Luther clarified the 8th commandment and its destruction of gossip saying, “To avoid this vice, therefore, we should note that none has the right to judge and reprove a neighbor publicly, even after having seen a sin committed, unless authorized to judge and reprove. There is a very great difference between judging sin and having knowledge of sin. You may certainly know about a sin, but you should not judge it. I may certainly see and hear that my neighbor sins, but I have no command to tell others about it. If I were to interfere and pass judgment in him, I would fall into a sin greater than that of my neighbor. When you become aware of a sin, however, do nothing but turn your ears into a tomb and bury it until you are appointed a judge and are authorized to administer punishment by virtue of your office” ( Large Catechism 8th commandment paragraphs 265-266).

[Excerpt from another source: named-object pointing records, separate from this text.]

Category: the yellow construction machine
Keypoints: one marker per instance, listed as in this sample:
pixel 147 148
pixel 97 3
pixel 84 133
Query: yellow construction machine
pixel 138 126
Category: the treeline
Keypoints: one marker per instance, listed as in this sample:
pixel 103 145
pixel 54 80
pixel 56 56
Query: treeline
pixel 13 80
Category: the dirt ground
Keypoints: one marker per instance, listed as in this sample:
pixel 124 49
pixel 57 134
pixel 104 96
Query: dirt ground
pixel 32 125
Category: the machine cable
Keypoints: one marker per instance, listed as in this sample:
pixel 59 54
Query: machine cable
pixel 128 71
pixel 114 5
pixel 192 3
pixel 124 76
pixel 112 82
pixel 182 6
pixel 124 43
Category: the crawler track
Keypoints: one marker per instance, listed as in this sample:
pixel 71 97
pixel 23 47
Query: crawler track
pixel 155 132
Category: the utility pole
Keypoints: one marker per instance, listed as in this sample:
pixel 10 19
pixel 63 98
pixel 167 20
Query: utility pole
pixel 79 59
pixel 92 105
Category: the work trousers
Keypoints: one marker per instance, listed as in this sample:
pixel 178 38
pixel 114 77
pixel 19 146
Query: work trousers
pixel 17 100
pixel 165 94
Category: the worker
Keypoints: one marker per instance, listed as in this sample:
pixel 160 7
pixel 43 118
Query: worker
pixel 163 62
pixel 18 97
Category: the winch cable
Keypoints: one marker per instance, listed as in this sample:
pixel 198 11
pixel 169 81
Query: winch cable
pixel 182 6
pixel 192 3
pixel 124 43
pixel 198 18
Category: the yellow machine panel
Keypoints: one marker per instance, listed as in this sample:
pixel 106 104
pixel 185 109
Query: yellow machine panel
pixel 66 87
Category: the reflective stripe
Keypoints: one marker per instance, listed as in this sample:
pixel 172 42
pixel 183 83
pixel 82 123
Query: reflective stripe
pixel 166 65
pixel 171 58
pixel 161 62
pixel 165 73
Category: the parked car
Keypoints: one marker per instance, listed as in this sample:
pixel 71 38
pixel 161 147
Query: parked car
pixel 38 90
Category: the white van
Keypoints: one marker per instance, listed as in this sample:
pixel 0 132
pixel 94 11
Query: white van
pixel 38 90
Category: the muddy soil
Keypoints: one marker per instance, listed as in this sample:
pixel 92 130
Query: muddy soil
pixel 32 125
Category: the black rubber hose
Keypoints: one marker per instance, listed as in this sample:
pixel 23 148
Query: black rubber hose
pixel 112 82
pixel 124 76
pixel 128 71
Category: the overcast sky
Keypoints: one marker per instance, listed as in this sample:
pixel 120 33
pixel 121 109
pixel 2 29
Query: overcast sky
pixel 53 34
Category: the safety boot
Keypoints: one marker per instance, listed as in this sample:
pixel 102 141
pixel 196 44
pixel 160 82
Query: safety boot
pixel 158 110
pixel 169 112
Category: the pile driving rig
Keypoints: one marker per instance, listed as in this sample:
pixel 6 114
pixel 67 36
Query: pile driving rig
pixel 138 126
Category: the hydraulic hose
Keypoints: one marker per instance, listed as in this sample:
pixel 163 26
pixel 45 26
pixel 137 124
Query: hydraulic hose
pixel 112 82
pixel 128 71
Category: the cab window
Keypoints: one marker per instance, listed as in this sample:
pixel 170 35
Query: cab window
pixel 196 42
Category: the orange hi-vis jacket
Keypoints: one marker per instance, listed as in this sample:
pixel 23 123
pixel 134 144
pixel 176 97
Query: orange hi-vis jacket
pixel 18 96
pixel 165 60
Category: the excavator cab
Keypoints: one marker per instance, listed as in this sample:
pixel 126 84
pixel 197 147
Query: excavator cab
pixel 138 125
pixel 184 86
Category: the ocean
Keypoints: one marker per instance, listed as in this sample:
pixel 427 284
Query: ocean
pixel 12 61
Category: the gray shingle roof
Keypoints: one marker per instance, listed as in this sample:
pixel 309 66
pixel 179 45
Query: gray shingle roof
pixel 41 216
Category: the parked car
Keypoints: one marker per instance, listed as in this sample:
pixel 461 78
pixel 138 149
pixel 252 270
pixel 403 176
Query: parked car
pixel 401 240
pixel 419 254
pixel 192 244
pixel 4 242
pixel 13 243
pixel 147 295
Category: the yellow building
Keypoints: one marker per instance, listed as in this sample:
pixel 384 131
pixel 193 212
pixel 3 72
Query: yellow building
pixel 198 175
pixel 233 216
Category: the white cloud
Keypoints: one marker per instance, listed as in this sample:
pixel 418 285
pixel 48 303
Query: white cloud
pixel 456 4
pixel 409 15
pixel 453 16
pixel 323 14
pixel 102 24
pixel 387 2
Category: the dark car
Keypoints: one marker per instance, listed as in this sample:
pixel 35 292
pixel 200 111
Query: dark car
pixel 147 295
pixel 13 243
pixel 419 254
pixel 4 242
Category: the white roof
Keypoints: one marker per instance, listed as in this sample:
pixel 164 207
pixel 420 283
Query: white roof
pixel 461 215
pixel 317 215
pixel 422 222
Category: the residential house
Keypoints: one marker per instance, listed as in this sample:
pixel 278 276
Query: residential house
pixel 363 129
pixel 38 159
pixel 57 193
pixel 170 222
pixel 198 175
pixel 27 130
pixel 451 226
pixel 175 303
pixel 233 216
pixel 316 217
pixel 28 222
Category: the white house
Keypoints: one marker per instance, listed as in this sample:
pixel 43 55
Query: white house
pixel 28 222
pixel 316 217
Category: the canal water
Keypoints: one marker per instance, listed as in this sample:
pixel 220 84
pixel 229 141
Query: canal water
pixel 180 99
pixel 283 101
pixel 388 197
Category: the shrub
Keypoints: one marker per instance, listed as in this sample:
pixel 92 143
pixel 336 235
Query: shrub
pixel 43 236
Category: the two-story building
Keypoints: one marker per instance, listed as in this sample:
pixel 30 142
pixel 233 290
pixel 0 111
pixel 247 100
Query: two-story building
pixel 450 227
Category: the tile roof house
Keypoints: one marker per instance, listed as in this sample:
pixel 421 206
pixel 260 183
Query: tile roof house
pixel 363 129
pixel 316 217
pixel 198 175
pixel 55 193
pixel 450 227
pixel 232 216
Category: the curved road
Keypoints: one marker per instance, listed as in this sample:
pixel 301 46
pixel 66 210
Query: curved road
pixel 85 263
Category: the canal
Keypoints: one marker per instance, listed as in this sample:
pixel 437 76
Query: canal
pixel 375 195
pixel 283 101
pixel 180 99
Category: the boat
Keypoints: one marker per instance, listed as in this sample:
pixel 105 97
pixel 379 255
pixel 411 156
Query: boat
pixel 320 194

Luther states that  our ears should become like tombs for gossip about our neighbor until we are in a God appointed position of judgment. But why? Why must we remain silent in the face of sin? What is the point? Shouldn’t we protect the weaker brother in the case of open sin? Luther answers the question as to the private nature of the 8th commandment saying, “Let this be your rule, then, that you should not be quick to spread slander and gossip about your neighbors but admonish them privately so that they may improve. Likewise, do the same when others tell you what this or that person has done. Instruct them, if they saw the wrongdoing, to go and reprove the individual personally or otherwise to hold their tongue” (Ibid 276).

The negative aspect of the 8th commandment is to not slander your neighbor or hurt his reputation. This negative is preached in order that the positive nature of the commandment may be carried out in the Christian life. The purpose of this commandment is to silence our poisonous tongues in order that we do nothing except defend our neighbor and seek his improvement. Luther concludes his thoughts on the 8th commandment saying, “Thus in our relations with one another all of us should veil whatever is dishonorable and weak in our neighbors, and do whatever we can to serve, assist, and promote their good name. On the other hand, we should prevent everything that may contribute to their disgrace, It is a particularly fine, noble virtue to put the best construction on all we may hear about our neighbors (as long as it is not an evil that is publicly known), and to defend them against the poisonous tongues of those who are busily trying to pry out and pounce on something to criticize in their neighbor, misconstruing and twisting things in the worst way” (Ibid 288-289).

The last paragraph in the Large Catechism is a great warning from Luther that says, “There is nothing around or in us that can do greater good or greater harm in temporal or spiritual matters than the tongue, although it is the smallest and weakest member.” The tongue kills and makes alive in the proclamation of the law and the gospel. Only in the proper distinction and sound application of the two is a believer created and sustained. Only in the best construction does the pastor and the layman approach the brethren with the purpose of improving the believer in order that they may overcome sin and win the victory through faith in Jesus Christ.

Let us heed these warnings from Luther concerning how we deal with our neighbor. Luther does not say that we should compromise or ignore sin, but that we should live with our brothers and sisters by veiling them in the blood of Christ. Let us always seek our improvement in our Christian life, but also let us humbly approach our fellow believers in Christ in order that they may be improved, not provoked to wickedness and further gossip. Fellowship exists only in the forgiveness of sins, purchased for us by Christ on the cross and delivered to us in the means of grace. Let us cling to Christ and silence the devil’s lies. Let us seek one another’s forgiveness and therefore walk together in the grace of our Lord, Jesus Christ.